Methods.

Enrollment Code:

1. Create an enrollment code with the required number of uses and a suitable expiry time in the FortiDLP Agent Deployment admin page.
2. Create a standard MSI installer package using the agent_x[86|64]_release_signed.msi package
3. Modify detection method (if using auto-update) - see below.
4. Modify msiexec install parameters to include the ENROLL_CODE:

msiexec /i agent_x64_release_signed.msi ENROLL_CODE=<enrollmentcode> /qn

Enrollment Bundle as part of the package:

1. Create an enrollment bundle with the required number of uses and a suitable expiry time in the FortiDLP Agent Deployment admin page.
2. Place the enrollment.bundle file in the same folder as the agent MSI before building the application. This should ensure that SCCM includes the file as part of the package pushed to the machine directly.
3. Create a standard MSI installer package using the agent_x[86|64]_release_signed.msi package.
4. Modify detection method (if using auto-update) - see below.
5. Modify msiexec install parameters to include the BUNDLE_FILEPATH:

msiexec /qn /i agent_x64_release_signed.msi BUNDLE_FILEPATH="<enrollment.bundle>"

Note:

The enrollment code contains no spaces, so it is safe to use the standard ENROLL_CODE=<enrollmentcode> property specification option, without a space either side of the equals sign. If the enrollment.bundle file path contains spaces, the string must be placed into quotes (").

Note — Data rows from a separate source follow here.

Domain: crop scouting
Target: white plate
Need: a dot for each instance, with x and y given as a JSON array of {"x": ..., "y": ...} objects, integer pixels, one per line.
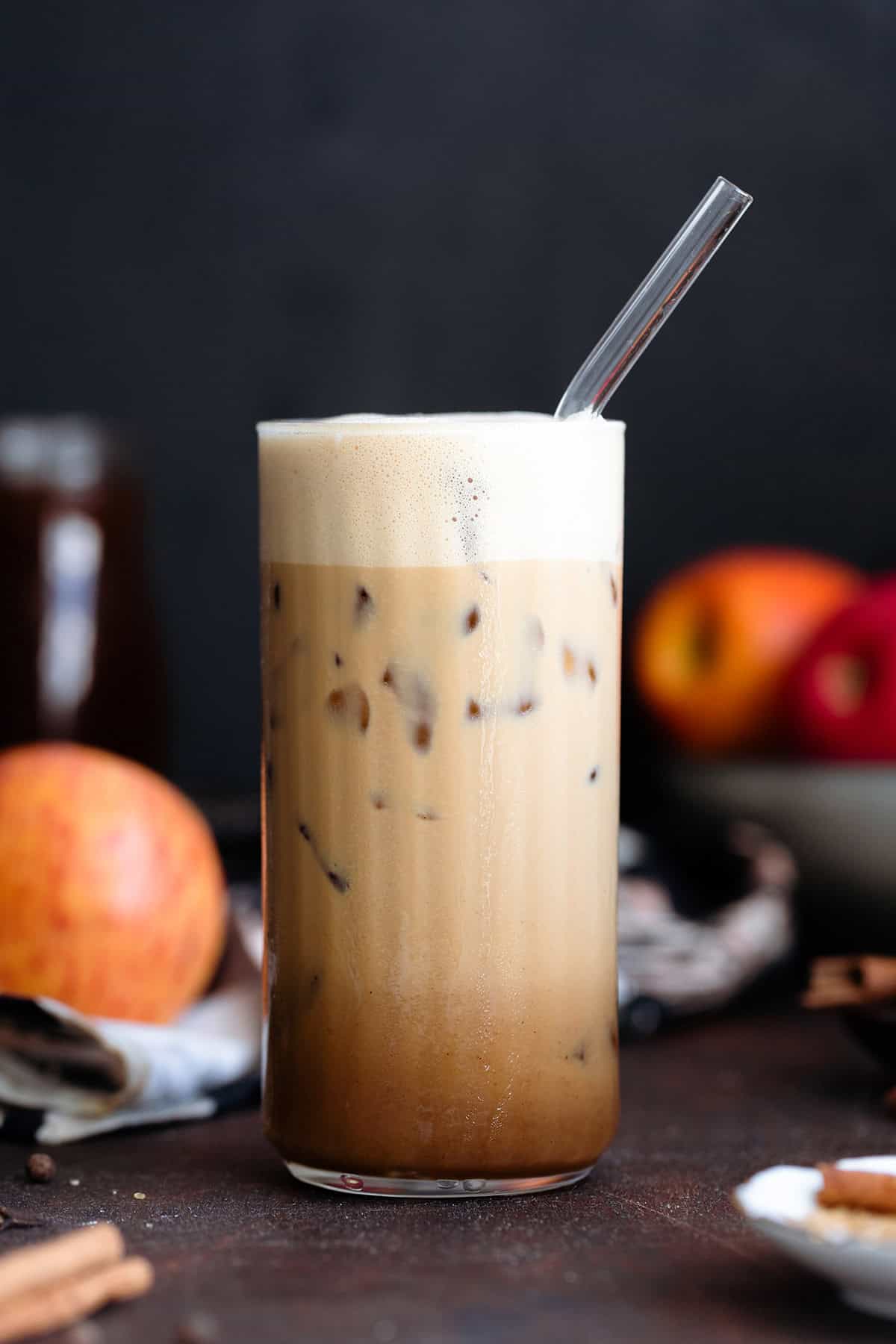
[{"x": 777, "y": 1199}]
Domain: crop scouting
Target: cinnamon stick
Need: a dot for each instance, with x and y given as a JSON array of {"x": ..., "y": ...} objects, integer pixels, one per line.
[
  {"x": 65, "y": 1301},
  {"x": 63, "y": 1257},
  {"x": 842, "y": 981},
  {"x": 872, "y": 1191}
]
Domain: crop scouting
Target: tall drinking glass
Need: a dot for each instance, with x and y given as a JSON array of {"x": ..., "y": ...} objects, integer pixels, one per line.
[{"x": 441, "y": 605}]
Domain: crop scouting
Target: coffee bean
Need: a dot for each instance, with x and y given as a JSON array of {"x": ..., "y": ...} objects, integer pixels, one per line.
[
  {"x": 40, "y": 1169},
  {"x": 198, "y": 1328},
  {"x": 364, "y": 605}
]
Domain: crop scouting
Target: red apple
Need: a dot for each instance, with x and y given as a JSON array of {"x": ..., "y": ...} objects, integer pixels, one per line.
[
  {"x": 112, "y": 894},
  {"x": 715, "y": 640},
  {"x": 841, "y": 692}
]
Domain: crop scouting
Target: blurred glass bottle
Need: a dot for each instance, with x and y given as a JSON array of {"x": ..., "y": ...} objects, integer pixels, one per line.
[{"x": 81, "y": 651}]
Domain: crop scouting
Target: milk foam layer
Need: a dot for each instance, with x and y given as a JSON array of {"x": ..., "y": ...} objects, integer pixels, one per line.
[{"x": 441, "y": 490}]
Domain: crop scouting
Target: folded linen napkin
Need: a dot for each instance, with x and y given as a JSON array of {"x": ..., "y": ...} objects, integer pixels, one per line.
[
  {"x": 671, "y": 965},
  {"x": 65, "y": 1075}
]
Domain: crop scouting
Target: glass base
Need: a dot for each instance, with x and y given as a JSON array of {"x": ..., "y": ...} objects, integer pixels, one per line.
[{"x": 426, "y": 1187}]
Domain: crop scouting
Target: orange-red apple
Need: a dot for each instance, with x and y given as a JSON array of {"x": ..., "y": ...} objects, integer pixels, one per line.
[
  {"x": 112, "y": 893},
  {"x": 840, "y": 698},
  {"x": 715, "y": 640}
]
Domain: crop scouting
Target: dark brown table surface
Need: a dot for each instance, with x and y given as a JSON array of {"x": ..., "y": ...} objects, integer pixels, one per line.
[{"x": 648, "y": 1249}]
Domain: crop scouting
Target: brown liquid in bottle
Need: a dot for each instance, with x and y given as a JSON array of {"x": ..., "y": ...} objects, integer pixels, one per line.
[{"x": 82, "y": 658}]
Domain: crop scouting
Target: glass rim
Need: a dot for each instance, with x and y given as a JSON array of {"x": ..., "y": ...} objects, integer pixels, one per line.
[{"x": 450, "y": 420}]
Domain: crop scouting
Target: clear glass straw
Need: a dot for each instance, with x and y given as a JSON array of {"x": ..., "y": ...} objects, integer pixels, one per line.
[{"x": 655, "y": 299}]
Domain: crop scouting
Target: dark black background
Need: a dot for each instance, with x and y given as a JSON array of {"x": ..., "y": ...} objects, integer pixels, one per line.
[{"x": 225, "y": 210}]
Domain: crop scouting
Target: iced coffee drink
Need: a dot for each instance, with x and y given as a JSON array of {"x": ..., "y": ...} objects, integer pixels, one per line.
[{"x": 441, "y": 603}]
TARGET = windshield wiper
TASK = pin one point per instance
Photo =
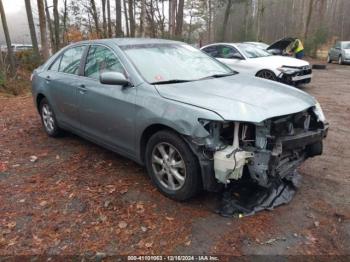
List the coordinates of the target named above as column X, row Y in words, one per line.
column 172, row 81
column 217, row 76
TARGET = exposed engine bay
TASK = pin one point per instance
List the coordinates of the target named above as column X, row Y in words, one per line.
column 267, row 153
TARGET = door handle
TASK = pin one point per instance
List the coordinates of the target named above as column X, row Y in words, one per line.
column 82, row 89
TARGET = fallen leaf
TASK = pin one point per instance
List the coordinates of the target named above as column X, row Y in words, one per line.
column 122, row 224
column 149, row 244
column 2, row 167
column 43, row 203
column 11, row 224
column 33, row 159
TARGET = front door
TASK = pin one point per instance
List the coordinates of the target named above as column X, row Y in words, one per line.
column 62, row 79
column 107, row 112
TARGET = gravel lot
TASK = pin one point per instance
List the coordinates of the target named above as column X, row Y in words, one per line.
column 78, row 198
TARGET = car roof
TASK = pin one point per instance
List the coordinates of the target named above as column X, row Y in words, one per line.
column 130, row 41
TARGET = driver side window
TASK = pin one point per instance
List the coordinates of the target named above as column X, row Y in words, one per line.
column 101, row 59
column 227, row 52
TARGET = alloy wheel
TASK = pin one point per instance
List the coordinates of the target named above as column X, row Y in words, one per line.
column 48, row 119
column 168, row 166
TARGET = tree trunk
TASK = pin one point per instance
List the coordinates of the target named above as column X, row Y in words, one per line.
column 64, row 22
column 32, row 29
column 2, row 67
column 104, row 19
column 49, row 22
column 8, row 40
column 56, row 25
column 118, row 18
column 179, row 18
column 131, row 18
column 94, row 16
column 173, row 7
column 142, row 18
column 109, row 18
column 210, row 19
column 43, row 32
column 226, row 18
column 126, row 18
column 308, row 19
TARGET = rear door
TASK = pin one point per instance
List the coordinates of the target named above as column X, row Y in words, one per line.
column 336, row 51
column 62, row 79
column 107, row 112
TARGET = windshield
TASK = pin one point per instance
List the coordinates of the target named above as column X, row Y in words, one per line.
column 252, row 51
column 168, row 62
column 346, row 45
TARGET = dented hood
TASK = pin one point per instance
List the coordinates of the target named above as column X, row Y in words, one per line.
column 240, row 97
column 281, row 44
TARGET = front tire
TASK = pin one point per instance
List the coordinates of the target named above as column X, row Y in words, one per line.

Enrollment Bundle on shared fileserver:

With the addition of multiple-use enrollment bundles with modifiable expiration dates and max_uses. This mechanism is no longer recommended. Deploy the bundle file as part of the original application, and if it is close to expiry, update the date on the FortiDLP Platform. No new package is needed.

Return codes:

After an install or update of the FortiDLP Agent, the two normally expected return codes will be 0 or 3010. It is generally safe to skip the reboot in both instances. Fortinet recommends changing the Return Codes settings to avoid all restarts on install or if using SCCM to update the FortiDLP Agent.

Application Detection Mechanism (Needed only for FortiDLP Auto-Update):

By default, SCCM uses the presence of a specific ProductCode in the Windows Registry to detect the installation of a specific version, however, as this value changes for each new FortiDLP Agent version, SCCM by default will force a specific version to be installed.

This can cause conflicts if planning to use the FortiDLP Auto-Update mechanism, where installer files are pushed to the agent directly from the FortiDLP platform. In such cases, it is necessary to change the detection mechanism to ensure that any agent version being present is sufficient to pass the detection check and prevent re-installation of the old version. This can be done by detecting the UpgradeCode in the registry, which remains the same for each version.

Modifying the detection method can be found within the Deployment Types setting under Detection Method:

• Set the detection method in the deployment type to use the UpgradeCode registry entry.
• To do this, view the properties on the application and select the Deployment Types tab.

• Select the deployment type we are using and select Edit
• From here, select Detection Method.

• Select the current method and select Edit Clause.
• The values that need to be set are: 
• Setting Type to 'Registry'.
• Hive needs to be set to 'HKEY_CLASSES_ROOT'.
• Key needs to be set to:

Installer\UpgradeCodes\729C78E253AAC574EA50AA3E043B5629

Troubleshooting:

Check the enrollment logs at %PROGRAMDATA%\Jazz Networks\Agent\logs\enroll.log.

If this reports it isn’t possible to open the bundle file then check the path is correct and the system user can access this file. 'The system cannot find the file specified'. Errors can also be indicative of permissions errors if the system user does not have file list permissions to the enclosing folder.